Inviting Farrakhan to sit as an honored guest at Aretha Franklin’s funeral was an insult to the memory of a performer who spent a career respecting and collaborating with Jewish artists. Her signature anthem, “RESPECT,” was originally written by Otis Redding to be performed as a man’s song. Jewish producer Jerry Wexler worked with Franklin to transform it into a powerful feminist hymn. Franklin and Wexler went on to record three more albums together, including seven top 10 hits.

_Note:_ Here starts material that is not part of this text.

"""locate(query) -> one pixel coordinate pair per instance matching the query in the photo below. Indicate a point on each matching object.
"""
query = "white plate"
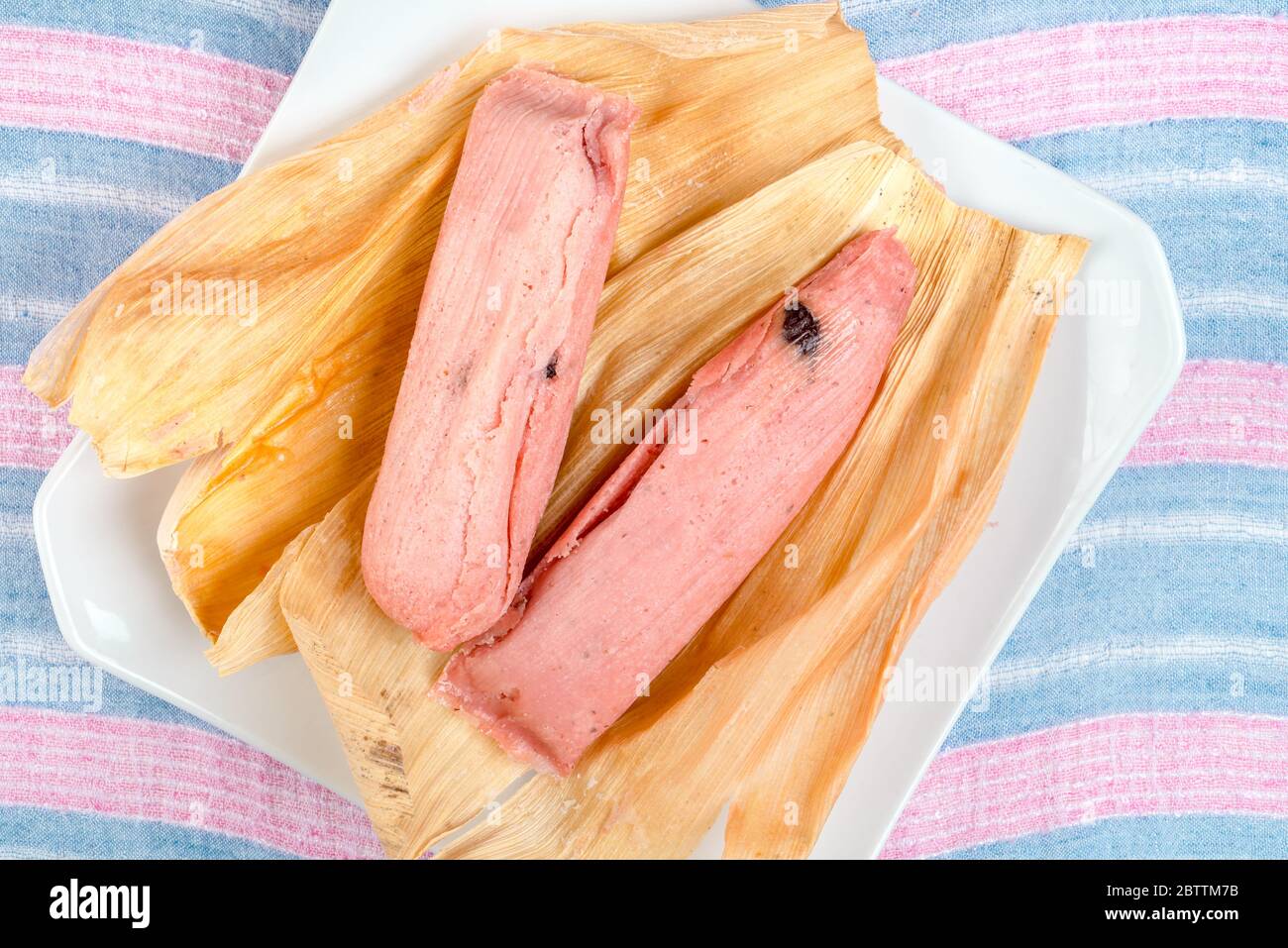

Through Wexler, Franklin met and created hits with a number of other Jewish songwriters, including Burt Bacharach (“I Say a Little Prayer”), Carole King and Gerry Goffin (“Natural Woman”), and the trio of Jerry Leiber, Mike Stoller and Phil Spector (“Spanish Harlem”).
Racism and anti-Semitism were foreign concepts to the Queen of Soul. She told Jet Magazine early in her career: “It’s not cool to be Jewish, or Negro, or Italian. It’s just cool to be alive, to be around.”
We may never know what machinations led to Farrakhan’s place of prominence at Aretha Franklin’s funeral. Worse, with the rise of identity politics in the United States, criticism of his presence at the event may lead many African-Americans to rally around him, thereby boosting his popularity. We’ve seen the same phenomenon with President Trump, whose base seems to grow ever more tightly bound and loyal to him, the more criticism he faces.
Speaking of the President, at the same time Aretha Franklin’s funeral was occurring, former Presidents George W. Bush and Barrack Obama were speaking at the funeral of their erstwhile rival Senator John McCain. President Trump did not attend because the family had made it clear that he was not welcome.
Sadly, no one involved with Aretha Franklin’s funeral saw fit to send the same message to Louis Farrakhan.